Optimal Renewable Energy Policies under Uncertainty: Commitment vs. Discretion
When promoting the large-scale deployment of renewable energy sources (RES), policy-makers face substantial uncertainties, particularly regarding the corresponding future policy costs and benefits. Currently chosen subsidies to stimulate RES deployment may therefore turn out to be ill-designed in the long-run. As a response, RES policies may need to be adjusted over time to account for new information about RES impacts and benefits. However, discretionary RES policy may also open up for time-inconsistent policy-making: If RES investments are sunk and if there are policy objectives competing with environmental protection, such as limiting the social burden from funding RES policies, policy makers may have an incentive to reduce the future RES subsidies below the intertemporally optimal rate. Private RES investors will foresee such policy adjustments and may hold-up irreversible RES investments. Thus, the expectation of future policy adjustments may impair the efficient internalization of external benefits of RES deployment. Against this background, this paper explores the optimal long-term design of RES policies. Should policy-makers be committed to a pre-defined long-term RES policy pathway? Or should they be allowed the discretion to adjust the policy framework if necessary?

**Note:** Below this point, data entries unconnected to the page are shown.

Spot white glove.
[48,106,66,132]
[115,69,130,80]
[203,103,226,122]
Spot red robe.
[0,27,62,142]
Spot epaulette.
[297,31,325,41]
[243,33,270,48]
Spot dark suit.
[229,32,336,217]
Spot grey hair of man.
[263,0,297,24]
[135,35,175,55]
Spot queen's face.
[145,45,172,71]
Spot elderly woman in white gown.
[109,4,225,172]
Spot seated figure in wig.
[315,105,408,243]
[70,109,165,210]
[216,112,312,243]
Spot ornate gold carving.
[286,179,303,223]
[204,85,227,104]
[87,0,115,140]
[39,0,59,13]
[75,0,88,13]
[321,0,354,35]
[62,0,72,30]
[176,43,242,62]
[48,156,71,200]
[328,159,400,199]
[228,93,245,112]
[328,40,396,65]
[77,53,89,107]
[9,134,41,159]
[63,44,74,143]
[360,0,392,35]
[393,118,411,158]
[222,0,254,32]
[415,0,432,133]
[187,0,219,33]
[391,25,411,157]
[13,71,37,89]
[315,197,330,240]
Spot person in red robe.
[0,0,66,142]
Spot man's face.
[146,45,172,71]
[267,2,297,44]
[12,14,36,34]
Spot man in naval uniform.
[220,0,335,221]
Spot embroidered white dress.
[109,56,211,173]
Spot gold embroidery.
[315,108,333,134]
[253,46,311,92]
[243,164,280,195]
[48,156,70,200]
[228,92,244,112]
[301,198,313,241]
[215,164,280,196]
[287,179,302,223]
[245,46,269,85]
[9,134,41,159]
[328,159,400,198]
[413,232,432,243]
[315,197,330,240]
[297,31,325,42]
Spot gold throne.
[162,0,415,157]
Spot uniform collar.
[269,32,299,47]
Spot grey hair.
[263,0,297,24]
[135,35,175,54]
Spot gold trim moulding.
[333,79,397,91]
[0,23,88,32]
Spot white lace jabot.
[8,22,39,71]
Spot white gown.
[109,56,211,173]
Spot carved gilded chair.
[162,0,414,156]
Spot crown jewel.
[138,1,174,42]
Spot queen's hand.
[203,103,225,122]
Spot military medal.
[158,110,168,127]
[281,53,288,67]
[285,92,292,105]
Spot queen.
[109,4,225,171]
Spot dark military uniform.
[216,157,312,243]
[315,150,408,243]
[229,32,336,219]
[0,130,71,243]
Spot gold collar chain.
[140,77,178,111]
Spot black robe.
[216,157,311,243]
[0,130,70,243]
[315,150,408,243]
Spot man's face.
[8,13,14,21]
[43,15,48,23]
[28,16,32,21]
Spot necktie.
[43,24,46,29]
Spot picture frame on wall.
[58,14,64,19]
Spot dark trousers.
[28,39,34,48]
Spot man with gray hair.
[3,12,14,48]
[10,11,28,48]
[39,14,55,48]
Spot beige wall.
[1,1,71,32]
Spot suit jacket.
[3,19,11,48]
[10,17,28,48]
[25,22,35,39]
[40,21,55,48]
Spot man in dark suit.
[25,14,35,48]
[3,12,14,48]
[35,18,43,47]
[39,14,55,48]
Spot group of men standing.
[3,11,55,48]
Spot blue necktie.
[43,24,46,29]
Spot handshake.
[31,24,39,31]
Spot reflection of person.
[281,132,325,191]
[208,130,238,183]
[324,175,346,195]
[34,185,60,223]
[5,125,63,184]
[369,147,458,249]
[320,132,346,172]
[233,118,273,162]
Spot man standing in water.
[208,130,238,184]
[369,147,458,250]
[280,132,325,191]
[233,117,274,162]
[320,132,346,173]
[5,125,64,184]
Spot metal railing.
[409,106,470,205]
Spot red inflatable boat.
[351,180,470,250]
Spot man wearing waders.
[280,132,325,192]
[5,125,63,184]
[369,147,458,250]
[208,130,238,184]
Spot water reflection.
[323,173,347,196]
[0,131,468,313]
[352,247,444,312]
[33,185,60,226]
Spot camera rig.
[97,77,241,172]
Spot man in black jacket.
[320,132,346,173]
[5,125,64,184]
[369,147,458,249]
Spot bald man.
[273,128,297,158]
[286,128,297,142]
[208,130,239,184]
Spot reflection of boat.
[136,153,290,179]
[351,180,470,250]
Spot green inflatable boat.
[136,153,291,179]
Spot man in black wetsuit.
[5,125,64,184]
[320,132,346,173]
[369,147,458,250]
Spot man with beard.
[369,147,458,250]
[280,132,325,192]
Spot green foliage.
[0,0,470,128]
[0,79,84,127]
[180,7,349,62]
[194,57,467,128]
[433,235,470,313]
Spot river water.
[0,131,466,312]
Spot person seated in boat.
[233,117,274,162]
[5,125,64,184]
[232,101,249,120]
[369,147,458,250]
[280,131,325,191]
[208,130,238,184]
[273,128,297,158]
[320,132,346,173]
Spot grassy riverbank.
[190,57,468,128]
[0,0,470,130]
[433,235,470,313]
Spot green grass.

To answer these questions, we develop a dynamic partial equilibrium model which allows examining optimal RES policy options in the presence of path-dependent investments in RES technologies and uncertainty of benefits from RES deployment. Our analysis shows that commitment to state-conditional RES subsidies outperforms both unconditional commitment as well as full discretion. The choice between unconditional commitment and full discretion is analytically ambiguous. However, a numerical application illustrates that full discretion is superior to unconditional commitment for reasonable parameter values – and may in fact perform almost as good in terms of overall welfare as state-conditional subsidies.